The idea to establish an international hunting organization was first brought up in 1910 at a hunting exhibition in Vienna. Professor Antonin Dyk, from the Prague University, brought up the idea again in 1926.
Finally, thanks to the French lawyer Maxime Ducrocq (President of the French St. Hubert Club) and the Hungarian Count Louis Károlyi, the idea was translated into concrete action. They organized an international conference in the small southern Slovak town of Nové Zamky in November, 1928 to discuss the idea of establishing an international hunting organization. Many of the discussions took place in the manor of Count Károlyi in Palárikovo, which currently resides in today’s Slovakia.
The result of the conference was the “Declaration of Nové Zamky” calling for the establishment of an international hunting council with the name “Conseil International de la Chasse,” as well as the establishment of a commission which was to work out the statutes of this organization. This was the basis for the first General Assembly, as well as the registration and founding of the CIC, which took place in Paris two years later in November, 1930.
During its more than 90 years of existence, the CIC has gained global recognition as an independent advisor in the field of wildlife conservation. In addition to its practical work in the field, it promotes the principle of sustainable use in international policy development.
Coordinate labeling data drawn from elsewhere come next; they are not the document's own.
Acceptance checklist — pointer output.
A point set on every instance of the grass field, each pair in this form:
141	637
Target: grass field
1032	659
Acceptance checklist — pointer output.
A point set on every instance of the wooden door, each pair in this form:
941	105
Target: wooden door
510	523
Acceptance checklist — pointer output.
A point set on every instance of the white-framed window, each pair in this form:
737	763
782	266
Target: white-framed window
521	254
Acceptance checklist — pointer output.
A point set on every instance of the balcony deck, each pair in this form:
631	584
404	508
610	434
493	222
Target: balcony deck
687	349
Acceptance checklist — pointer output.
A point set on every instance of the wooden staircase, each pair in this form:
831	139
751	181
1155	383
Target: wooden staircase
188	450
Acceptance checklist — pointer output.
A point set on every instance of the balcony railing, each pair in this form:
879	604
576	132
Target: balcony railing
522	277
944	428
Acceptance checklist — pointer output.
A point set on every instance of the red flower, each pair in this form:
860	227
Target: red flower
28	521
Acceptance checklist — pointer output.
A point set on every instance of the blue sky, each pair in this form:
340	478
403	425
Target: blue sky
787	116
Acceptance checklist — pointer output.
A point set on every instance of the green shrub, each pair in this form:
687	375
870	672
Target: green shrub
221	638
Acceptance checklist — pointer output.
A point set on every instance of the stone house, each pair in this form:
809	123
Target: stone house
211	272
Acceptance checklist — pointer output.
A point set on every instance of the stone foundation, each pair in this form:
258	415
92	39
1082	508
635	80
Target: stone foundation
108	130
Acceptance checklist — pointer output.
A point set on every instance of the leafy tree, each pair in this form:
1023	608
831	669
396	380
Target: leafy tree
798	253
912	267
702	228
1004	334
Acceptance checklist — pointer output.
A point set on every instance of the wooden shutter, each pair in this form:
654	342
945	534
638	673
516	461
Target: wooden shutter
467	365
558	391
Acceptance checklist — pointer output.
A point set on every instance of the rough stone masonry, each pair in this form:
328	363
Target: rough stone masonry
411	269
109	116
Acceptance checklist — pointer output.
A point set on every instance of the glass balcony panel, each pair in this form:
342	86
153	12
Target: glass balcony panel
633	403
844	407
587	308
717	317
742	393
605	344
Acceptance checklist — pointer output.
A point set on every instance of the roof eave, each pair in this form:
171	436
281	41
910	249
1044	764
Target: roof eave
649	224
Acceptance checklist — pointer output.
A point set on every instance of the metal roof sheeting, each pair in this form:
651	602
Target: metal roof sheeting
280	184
Throughout the years, the CIC has also branched out to advocate for other issues interconnected with wildlife conservation and sustainable use, such as supporting the needs and rights of indigenous peoples and local communities (IPLCs).
The CIC has had much success in its efforts to conserve endangered species around the world, as well as habitat conservation and argi-environmental projects. Examples of successful endeavors include the reintroduction of the Thaki Wild Horse (Equus ferus przewalskii) to Mongolia in 1993 and others such as the Saiga antelope (Saiga tatarica), the Houbara Bustard (Chlamydotis undulata) and the Peregrine Falcon (Falco peregrinus).
The recognition of falconry as an Intangible World Cultural Heritage by the United Nations Educational, Scientific and Cultural Organization (UNESCO), was also an initiative started by the CIC.